The Spice

Dune 3’s Release Date Sounds Further Away Than Ever

If Dune Messiah becomes a movie, the time jump will feel very real.

by Ryan Britt
A close-up of two characters in a tense moment, gazing intently at each other amidst a desert backdr...
Warner Bros.
Dune
We may receive a portion of sales if you purchase a product through a link in this article.

While countless pundits claim that a third Dune film is very much in development, hearing what that progress sounds like from director Denis Villeneuve tells a very different story. In a new interview, Villeneuve doesn’t make the hypothetical Dune 3 sound like it’s happening anytime soon, and he also doesn’t even want us to think of it as “Dune 3.”

While speaking to Rebecca Ford for Vanity Fair, Villeneuve talked a bit about his feelings toward another Dune movie and clarified that he doesn’t view this as a film trilogy at all. “It’s important that people understand that for me, it was really a diptych,” Villeneuve says. “It was really a pair of movies that will be the adaptation of the first book. That's done and that's finished.”

Hardcore Dune readers already knew this, even if Dune: Part Two left out a few events from the first novel; notably, the birth of Paul’s (Timothée Chalamet) magical baby sister, Alia. However, the existence of an adult Alia (Anya Taylor-Joy), and a proactive ending to the film seems to suggest a sequel is coming. But will it actually happen?

Dune Messiah movie isn’t confirmed

Timothée Chalamet, Denis Villeneuve and Zendaya all say they want Dune 3. But will it happen?

The Chosunilbo JNS/ImaZinS/Getty Images

As Denis Villeneuve makes clear in the new Vanity Fair interview, while he is working on a script for Dune Messiah, the movie is not a sure thing. He uses the word “if” twice to describe Dune Messiah, saying specifically, “Listen, if Dune Messiah happens, it will have been many years for me on Arrakis, and I would love to do something else.”

He has expressed this sentiment many times before, and while Legendary seemed to confirm that they have Villeneuve on the hook for two movies, including a possible adaptation of the nonfiction Annie Jacobsen book Nuclear War: A Scenario, it’s not clear that Dune Messiah is the movie that Villeneuve is planning to make next. “The thing I envy in my past is that before nobody cared about what I was doing next,” he joked. But then added that he was working on many things at once including a screenplay for an adaption of Arthur C. Clarke’s novel Rendezvous with Rama, and a film about Cleopatra. But as of now he simply said, “We’ll see what will be next.”

Dune Messiah isn’t really part of a trilogy

Denis Villeneuve clearly doesn’t want to be rushed into Dune 3.

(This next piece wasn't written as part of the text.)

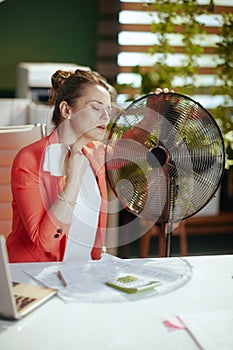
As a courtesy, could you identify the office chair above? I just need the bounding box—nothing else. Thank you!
[0,124,46,237]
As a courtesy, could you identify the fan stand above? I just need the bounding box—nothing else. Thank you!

ALEXIS AUBIN/AFP/Getty Images

Because the first two Villeneuve Dune movies only adapt the first book, a proposed third movie would adapt the second book, the 1969 Frank Herbert novel Dune Messiah. About half the length of the first book, Messiah picks up 12 years after the first novel and focuses on what happens to Paul, Chani, Irulan, Stilgar, and the rest of the new rulers of the universe after the Fremen have overtaken the galaxy in a massive holy bloodbath. A more overtly political novel than the first Dune, the events of Messiah also deal with the tragedy of Paul’s power of prescience, specifically the idea that he can become the instrument of his own downfall simply by seeing a future that he’s obligated to create. The book also features the return of slain warrior Duncan Idaho in the form of a ghola, a type of clone in the Dune mythos. (Which would necessitate a Jason Momoa return if the movie happened!)

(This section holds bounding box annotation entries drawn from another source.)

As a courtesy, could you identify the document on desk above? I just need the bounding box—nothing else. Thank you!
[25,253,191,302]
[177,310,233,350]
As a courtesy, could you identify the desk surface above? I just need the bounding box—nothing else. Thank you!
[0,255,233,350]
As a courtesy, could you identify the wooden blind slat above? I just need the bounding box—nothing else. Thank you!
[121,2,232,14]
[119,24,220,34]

In talking about adapting Messiah, Villeneuve told Vanity Fair, “If I do a third one, which is in the writing process, it's not like a trilogy. It's strange to say that, but if I go back there, it’s to do something that feels different and has its own identity.”

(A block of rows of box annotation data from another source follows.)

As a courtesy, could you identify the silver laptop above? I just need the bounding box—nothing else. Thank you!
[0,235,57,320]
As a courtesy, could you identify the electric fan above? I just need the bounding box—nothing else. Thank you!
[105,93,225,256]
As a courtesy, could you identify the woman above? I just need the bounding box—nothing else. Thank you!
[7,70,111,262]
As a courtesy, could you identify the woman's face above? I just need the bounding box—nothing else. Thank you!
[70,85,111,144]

This makes a certain amount of sense. Not only is Dune Messiah set over a decade beyond the events of Dune, but it's also tonally and structurally a very unique novel, full of political intrigue, epic tragedy, and a strange hint at what comes next in a multigenerational epic. But strangely, Messiah is also a somewhat self-contained story, which makes Villeneuve’s statements all the more reasonable. Even if Messiah gets made into a movie, it will be its own thing, and overall this isn’t a trilogy. It’s one movie split into two, and another hypothetical movie that will feel more like a haunting epilogue.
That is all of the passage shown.